Images representing different hobbies

Many year's ago I shared a flat with a chap who's father had owned the studio where Dougal and the Blue Cat was overdubbed into English. In the movie the blue cat decides on a name, in a broad Yorkshire accent it declares 'My names Buxton'. Apparently, his dad creased at this point and had to be banned from the studio for the duration of that scene!

This has nothing to do with steam engines, except that after seeing a Buxton and Thornley horizontal engine at Abbey Pumping Station, in Leicester, and making a model loosely inspired by it, 'Buxton' seemed a really apt name. Confusingly, the company come from neither Buxton in Derbyshire, or anywhere in Yorkshire. They were from Burton-upon-Trent in Staffordshire, the beer capital of the world.

This is the original engine:

Buxton and Thornley engine at Abbey Pumping Station

Buxton and Thornley engine at Abbey Pumping Station

In my bits boxes I had a cast iron cylinder I had made from meehanite bar as an experiment, a 4" flywheel and a few bits left over from building Norden, such as a spare eccentric and strap. I also had a big lump of square aluminium alloy and wanted to mill a challenging shape out of it. I ended up turning most of the ally into swarf, and came up with a nice 'cast' base and an engine with a family resemblance to the Buxton and Thornley one.
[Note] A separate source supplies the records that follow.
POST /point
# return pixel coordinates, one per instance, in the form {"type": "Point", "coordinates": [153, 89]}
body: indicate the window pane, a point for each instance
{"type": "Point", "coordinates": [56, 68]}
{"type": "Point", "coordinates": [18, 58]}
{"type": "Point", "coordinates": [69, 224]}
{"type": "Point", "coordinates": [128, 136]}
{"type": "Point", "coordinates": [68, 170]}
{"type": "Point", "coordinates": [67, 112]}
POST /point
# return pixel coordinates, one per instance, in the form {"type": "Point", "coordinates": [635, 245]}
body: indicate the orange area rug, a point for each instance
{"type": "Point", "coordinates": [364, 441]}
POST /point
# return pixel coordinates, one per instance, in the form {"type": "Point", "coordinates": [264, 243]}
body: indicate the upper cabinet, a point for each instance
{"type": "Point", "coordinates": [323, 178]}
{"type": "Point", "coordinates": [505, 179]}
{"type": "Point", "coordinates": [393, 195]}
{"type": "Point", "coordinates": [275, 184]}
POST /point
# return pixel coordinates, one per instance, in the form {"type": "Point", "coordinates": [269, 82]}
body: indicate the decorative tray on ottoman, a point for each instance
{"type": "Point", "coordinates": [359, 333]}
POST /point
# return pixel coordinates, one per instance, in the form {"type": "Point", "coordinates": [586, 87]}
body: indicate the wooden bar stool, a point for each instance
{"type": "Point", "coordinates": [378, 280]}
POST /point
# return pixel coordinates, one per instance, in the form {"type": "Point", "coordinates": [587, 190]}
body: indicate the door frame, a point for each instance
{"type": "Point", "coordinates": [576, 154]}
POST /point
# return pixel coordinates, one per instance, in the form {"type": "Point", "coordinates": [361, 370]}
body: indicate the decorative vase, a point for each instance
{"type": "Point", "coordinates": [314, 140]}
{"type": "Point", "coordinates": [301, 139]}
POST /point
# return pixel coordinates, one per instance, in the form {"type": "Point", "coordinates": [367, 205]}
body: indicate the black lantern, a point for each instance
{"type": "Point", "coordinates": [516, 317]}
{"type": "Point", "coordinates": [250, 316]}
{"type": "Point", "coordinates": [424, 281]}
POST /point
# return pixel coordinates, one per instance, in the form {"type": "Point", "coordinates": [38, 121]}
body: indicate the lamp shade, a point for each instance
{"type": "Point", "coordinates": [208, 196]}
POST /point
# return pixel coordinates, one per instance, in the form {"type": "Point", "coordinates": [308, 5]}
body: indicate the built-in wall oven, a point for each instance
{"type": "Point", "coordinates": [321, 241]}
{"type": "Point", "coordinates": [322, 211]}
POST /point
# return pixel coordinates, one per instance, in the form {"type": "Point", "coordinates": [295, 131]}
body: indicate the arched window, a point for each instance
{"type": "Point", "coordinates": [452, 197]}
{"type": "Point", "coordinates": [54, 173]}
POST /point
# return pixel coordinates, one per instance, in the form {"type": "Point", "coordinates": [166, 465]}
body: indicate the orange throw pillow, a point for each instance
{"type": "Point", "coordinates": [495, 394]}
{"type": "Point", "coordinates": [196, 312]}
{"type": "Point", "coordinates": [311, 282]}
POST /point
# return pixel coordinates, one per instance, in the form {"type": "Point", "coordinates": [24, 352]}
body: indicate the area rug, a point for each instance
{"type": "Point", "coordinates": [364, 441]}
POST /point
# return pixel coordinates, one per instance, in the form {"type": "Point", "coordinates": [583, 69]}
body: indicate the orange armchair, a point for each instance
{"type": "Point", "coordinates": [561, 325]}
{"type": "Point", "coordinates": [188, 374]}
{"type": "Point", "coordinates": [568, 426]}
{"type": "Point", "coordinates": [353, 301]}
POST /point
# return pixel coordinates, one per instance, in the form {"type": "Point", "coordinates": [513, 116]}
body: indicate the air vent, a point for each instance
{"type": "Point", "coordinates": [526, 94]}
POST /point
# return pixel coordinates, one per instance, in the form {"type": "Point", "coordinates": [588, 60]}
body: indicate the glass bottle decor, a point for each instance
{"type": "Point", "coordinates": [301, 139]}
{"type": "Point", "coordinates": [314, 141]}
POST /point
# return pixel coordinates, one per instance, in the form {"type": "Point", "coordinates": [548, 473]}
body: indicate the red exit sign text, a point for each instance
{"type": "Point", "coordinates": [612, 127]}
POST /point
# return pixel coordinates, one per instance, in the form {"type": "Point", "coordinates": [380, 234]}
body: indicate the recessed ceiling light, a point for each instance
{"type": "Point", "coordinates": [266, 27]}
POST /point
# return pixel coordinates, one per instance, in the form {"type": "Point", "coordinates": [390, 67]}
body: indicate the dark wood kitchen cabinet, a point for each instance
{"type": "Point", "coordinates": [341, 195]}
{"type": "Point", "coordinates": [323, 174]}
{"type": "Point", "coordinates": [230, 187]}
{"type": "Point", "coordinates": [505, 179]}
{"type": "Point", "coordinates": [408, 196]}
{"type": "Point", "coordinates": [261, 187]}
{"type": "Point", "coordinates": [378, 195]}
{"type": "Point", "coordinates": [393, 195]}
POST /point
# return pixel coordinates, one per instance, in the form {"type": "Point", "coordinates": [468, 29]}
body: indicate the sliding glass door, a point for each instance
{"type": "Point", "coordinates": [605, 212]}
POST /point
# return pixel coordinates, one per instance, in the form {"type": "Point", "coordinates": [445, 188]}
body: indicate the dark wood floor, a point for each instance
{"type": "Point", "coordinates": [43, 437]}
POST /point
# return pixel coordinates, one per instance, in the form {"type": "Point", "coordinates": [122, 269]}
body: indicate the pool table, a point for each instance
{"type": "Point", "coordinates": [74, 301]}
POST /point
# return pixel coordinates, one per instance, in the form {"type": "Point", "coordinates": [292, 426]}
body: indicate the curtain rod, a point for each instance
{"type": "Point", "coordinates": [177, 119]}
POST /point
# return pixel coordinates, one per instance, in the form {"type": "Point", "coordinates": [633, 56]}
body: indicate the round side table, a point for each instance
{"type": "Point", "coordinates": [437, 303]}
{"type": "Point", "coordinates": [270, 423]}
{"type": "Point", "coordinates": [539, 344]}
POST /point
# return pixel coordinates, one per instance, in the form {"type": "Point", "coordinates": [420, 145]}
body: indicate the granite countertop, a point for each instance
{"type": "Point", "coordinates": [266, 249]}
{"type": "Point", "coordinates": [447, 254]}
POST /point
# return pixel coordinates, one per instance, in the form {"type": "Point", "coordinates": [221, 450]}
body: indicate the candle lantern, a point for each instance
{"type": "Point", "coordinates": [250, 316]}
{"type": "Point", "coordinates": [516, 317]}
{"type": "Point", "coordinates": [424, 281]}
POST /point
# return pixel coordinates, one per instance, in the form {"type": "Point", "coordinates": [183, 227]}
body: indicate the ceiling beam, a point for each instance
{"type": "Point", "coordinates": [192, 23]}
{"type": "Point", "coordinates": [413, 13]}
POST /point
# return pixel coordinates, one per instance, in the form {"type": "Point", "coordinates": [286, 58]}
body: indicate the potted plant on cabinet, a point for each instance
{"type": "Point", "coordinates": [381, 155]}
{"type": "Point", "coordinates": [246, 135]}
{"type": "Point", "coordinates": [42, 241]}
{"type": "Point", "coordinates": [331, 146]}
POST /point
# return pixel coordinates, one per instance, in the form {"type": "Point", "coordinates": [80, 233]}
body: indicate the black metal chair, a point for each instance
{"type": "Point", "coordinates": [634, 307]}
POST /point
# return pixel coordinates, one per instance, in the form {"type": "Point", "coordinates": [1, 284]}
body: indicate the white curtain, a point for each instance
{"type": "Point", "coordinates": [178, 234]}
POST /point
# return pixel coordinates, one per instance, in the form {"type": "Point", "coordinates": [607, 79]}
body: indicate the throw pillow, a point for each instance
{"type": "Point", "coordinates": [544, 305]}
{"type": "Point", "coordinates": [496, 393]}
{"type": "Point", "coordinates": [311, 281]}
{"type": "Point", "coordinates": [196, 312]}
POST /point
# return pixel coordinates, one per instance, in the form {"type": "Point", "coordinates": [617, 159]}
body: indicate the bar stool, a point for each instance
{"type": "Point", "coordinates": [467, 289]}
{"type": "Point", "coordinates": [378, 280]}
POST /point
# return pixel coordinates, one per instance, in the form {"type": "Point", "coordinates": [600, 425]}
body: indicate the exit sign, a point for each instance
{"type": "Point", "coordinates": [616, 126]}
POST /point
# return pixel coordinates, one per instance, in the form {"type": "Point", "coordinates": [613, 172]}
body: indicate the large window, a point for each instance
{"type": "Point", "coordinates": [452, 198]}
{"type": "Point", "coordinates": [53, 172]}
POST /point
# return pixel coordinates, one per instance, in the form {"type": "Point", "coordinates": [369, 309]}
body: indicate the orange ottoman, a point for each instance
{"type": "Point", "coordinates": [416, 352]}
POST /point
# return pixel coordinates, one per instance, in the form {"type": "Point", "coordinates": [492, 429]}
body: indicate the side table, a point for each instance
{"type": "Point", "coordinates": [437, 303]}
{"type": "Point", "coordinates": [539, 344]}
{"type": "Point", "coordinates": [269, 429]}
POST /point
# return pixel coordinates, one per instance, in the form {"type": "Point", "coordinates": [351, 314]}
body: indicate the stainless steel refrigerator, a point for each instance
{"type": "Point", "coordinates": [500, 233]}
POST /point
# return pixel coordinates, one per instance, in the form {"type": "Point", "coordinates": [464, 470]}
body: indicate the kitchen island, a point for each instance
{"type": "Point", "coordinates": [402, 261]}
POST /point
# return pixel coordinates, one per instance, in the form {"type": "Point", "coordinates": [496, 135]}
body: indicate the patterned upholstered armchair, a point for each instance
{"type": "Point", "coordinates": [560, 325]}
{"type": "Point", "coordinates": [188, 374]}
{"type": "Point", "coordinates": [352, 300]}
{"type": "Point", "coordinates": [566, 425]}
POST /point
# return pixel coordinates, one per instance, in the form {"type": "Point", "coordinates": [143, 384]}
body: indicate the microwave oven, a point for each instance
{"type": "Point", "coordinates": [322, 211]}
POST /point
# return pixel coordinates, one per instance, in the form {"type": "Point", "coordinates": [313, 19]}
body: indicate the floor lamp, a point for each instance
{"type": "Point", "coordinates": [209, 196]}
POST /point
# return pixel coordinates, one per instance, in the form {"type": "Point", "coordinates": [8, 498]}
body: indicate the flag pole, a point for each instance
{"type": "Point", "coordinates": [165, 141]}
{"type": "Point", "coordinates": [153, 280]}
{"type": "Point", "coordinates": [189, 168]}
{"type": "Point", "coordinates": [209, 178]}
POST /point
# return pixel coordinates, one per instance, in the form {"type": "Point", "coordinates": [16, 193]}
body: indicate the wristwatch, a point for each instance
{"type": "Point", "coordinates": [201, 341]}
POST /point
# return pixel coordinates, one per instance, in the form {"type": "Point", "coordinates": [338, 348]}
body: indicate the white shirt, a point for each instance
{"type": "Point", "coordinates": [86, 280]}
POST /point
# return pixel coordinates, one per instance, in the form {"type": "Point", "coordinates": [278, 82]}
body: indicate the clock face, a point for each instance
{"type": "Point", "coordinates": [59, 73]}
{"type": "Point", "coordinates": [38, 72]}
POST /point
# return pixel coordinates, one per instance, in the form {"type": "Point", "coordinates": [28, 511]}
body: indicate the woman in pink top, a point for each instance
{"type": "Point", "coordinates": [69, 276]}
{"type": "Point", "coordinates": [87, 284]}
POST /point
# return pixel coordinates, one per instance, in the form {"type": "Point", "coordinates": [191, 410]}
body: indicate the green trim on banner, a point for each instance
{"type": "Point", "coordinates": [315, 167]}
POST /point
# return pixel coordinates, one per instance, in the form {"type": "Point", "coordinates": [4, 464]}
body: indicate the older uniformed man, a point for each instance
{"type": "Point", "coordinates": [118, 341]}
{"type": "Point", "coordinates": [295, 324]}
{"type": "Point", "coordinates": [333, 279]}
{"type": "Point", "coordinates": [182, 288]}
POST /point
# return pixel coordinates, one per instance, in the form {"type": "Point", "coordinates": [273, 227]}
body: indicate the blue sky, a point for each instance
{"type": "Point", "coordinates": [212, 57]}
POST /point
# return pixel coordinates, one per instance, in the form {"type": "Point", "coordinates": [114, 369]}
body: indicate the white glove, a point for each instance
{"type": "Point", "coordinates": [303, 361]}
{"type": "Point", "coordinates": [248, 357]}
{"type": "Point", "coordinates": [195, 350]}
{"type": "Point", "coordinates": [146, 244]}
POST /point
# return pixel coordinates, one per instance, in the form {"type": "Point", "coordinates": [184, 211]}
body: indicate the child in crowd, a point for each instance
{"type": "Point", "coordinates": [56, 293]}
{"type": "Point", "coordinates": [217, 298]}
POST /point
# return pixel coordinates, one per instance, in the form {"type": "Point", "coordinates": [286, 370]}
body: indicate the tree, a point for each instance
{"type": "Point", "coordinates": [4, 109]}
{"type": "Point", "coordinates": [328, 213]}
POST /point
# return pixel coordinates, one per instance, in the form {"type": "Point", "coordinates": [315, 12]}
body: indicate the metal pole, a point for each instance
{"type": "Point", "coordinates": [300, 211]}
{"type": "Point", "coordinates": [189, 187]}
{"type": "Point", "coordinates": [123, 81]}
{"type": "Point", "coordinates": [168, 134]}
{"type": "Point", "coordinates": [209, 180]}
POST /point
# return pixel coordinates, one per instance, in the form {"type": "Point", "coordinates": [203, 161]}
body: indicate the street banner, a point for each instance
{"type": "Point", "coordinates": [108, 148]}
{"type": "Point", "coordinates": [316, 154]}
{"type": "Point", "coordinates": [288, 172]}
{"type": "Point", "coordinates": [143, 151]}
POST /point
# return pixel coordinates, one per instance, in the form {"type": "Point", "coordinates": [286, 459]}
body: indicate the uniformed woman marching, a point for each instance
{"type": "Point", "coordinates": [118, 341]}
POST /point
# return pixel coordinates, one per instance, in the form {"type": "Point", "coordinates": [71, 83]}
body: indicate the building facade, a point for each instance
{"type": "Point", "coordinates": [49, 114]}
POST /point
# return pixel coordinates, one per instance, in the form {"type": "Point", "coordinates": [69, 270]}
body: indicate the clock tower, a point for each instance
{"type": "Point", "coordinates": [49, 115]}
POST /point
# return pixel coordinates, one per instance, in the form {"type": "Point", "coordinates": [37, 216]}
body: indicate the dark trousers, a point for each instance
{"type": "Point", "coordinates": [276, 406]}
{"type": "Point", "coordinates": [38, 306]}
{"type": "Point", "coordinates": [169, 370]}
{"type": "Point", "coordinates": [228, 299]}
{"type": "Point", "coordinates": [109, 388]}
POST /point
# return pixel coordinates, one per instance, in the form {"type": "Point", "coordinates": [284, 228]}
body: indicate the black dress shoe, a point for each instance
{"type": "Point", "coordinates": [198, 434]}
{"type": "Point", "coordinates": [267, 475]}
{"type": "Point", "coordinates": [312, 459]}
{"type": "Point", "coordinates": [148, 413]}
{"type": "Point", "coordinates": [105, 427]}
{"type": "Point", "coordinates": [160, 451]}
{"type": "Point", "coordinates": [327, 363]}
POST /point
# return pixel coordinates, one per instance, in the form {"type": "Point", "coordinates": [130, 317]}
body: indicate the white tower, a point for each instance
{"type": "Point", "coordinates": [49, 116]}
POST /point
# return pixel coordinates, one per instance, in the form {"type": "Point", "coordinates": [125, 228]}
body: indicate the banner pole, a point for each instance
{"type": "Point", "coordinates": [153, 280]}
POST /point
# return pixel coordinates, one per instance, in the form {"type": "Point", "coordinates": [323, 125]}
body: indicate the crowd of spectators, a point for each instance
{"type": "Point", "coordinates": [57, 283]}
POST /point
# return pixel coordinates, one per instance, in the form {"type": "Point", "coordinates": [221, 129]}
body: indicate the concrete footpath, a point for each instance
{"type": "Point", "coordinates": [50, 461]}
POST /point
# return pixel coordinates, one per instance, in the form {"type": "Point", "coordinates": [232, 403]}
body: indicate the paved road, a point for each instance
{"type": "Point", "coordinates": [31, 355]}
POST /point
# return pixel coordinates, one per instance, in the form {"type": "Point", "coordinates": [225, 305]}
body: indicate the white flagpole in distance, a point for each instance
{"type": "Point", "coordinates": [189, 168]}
After Norden I wanted something a bit more simple, so it's all fairly basic construction. I must improve the base by covering it with brick slips. Painted bricks just don't work, at least not with my skill level.

Buxton horizontal steam engine

Buxton horizontal steam engine

It's no prizewinner, and not really worth writing up as I don't think anyone else would wish to go through the process of hacking that bed from the solid. A scale version of the original would be nice, perhaps a bit bigger.

Flywheel of Buxton horizontal steam engine

Flywheel of Buxton horizontal steam engine

Somewhere I have some pictures of this engine's little brother at Clay Mills - if I find them I will add them to this page. The Clay Mills engines are great, the beam engines are huge and all the small ones are covered in a profusion of ingenious lubricators!